Ever had an Excel file that grows to tremendous size and takes forever to load? Or seemingly triples in size overnight?
Here are a few tips and tricks we will cover to identify what’s causing Excel file size bloat:
- Convert file format from .XLS to .XLSX
- Delete Pivot Table saved data
- Remove unnecessary cell formatting
- Determine if file contains corrupted data
Note: The tips & tricks discussed here are written for Excel 2010. Most of them will also work in other versions of Excel but may require some modification to the instructions.

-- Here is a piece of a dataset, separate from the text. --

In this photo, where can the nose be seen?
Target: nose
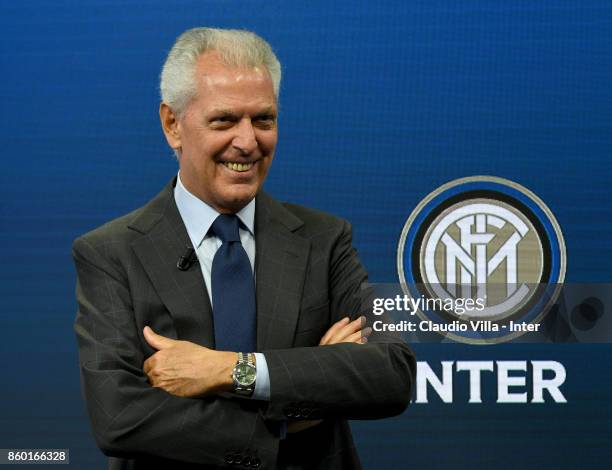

VERY IMPORTANT! Before modifying your files, make a backup copy in case you break something!
1. Convert File Format
Pre-Excel 2007, there was only one file format for Excel files, .XLS. With the advent of Excel 2007 and beyond, there is a new file format, .XLSX which is able to store more data in a smaller file. You can easily convert an old, XLS file into the new format by:
- Open the file
- Select the “File” tab on the Ribbon
- Select “Save As” from the options
- In the “Save as type:” drop box select “Excel Workbook (*.xlsx)”
- Select the “Save” button
2. Delete Pivot Table Saved Data
By default, pivot tables store their calculated data in the file. You can turn off this functionality and delete and stored data to free up space and compress the file size.
To delete pivot table stored data:
- Right-click on a pivot table and select “PivotTable Options ”
- Select the “Data” tab
- In the “PivotTable Data” section, uncheck the “Save source data with file” check box
- Select the “Refresh data when opening the file” check box
- In the “Retain items deleted from the data source” section, in the “Number of items to retain per field” drop box, select “None”
- Select the “OK” button to save your changes.
3. Remove Unnecessary Formatting
Everything you do to an Excel file increases it’s size. This includes not just the data entered into a cell but also the cell formatting. E.g. making a column bold or highlighted green etc.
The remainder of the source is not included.